Guest blog post by Assistant Administrator for Weather Services and Director of the National Weather Service Dr. Jack Hayes

As the extreme weather year of 2011 comes to a close, I want to reflect back on this year’s events and look ahead at ways to reduce the devastating impacts of weather on our society.

Crippling snowstorms in the Northeast and Midwest, violent tornadoes in the South, massive river flooding in the Central U.S., Hurricane Irene in the mid-Atlantic, and the epic drought in the Southern Plains accompanied by heat waves and devastating wildfires in some areas have all combined to make this a record-breaking year.

This is the first year since NOAA began keeping records that 12 separate weather events each caused more than $1 billion in damage.   The real story is not the number of events, but the severity of the impacts. Total economic losses from these 12 events have reached nearly $52 billion, and there have been more than 1000 weather-related death this year.

Could some of these deaths have been prevented; could the economic losses be reduced?   I think so and that is why we have launched a new initiative to build a Weather-Ready Nation.  This effort is designed to improve America’s responsiveness to weather events with the ultimate goal of saving more lives and livelihoods.

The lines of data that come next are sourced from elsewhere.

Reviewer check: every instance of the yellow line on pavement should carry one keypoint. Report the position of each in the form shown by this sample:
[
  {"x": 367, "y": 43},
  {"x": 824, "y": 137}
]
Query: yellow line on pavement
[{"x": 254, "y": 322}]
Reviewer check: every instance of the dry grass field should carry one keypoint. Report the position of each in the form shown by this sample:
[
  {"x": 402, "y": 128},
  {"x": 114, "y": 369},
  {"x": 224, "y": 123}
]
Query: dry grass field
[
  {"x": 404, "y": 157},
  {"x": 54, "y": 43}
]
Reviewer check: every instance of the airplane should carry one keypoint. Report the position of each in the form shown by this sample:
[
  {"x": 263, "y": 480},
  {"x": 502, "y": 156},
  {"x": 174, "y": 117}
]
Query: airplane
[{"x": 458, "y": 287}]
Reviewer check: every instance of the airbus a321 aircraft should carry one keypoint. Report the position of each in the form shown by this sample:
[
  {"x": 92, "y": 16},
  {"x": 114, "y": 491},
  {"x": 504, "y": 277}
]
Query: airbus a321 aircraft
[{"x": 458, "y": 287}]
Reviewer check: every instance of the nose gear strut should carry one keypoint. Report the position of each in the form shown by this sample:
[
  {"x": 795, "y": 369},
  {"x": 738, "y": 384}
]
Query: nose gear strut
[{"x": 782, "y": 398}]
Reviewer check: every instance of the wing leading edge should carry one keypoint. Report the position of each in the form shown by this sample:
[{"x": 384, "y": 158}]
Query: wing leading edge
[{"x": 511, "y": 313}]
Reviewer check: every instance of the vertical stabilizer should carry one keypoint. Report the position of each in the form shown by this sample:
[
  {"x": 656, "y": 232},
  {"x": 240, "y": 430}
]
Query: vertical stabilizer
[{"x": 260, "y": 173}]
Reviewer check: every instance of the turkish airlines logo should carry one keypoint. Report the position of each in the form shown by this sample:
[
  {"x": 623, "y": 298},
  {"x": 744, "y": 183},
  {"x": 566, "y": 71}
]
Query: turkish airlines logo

NOAA has many upgrades underway as part of the initiative such as the nationwide implementation of Dual Pol radar technology, the Hurricane Forecast Improvement Program, and the Joint Polar Satellite System

In addition to improving the precision of forecasts and warnings, NOAA is exploring new ways to communicate the threat of weather to decision makers and the public more effectively by using social science research.

The Federal government cannot build a Weather-Ready Nation alone, which is why NOAA is leveraging a diverse network of partners critical to emergency response to participate in a national dialogue.  Next week, at the National Weather Center in Norman, Okla., 150 leaders from local, state and federal government, emergency management agencies, media outlets, the science community and America’s weather industry will gather to identify, prioritize and set in motion actions to improve the public’s resiliency to severe weather. 

We can make 2012 a less destructive and deadly year by working collectively to become a Weather-Ready Nation.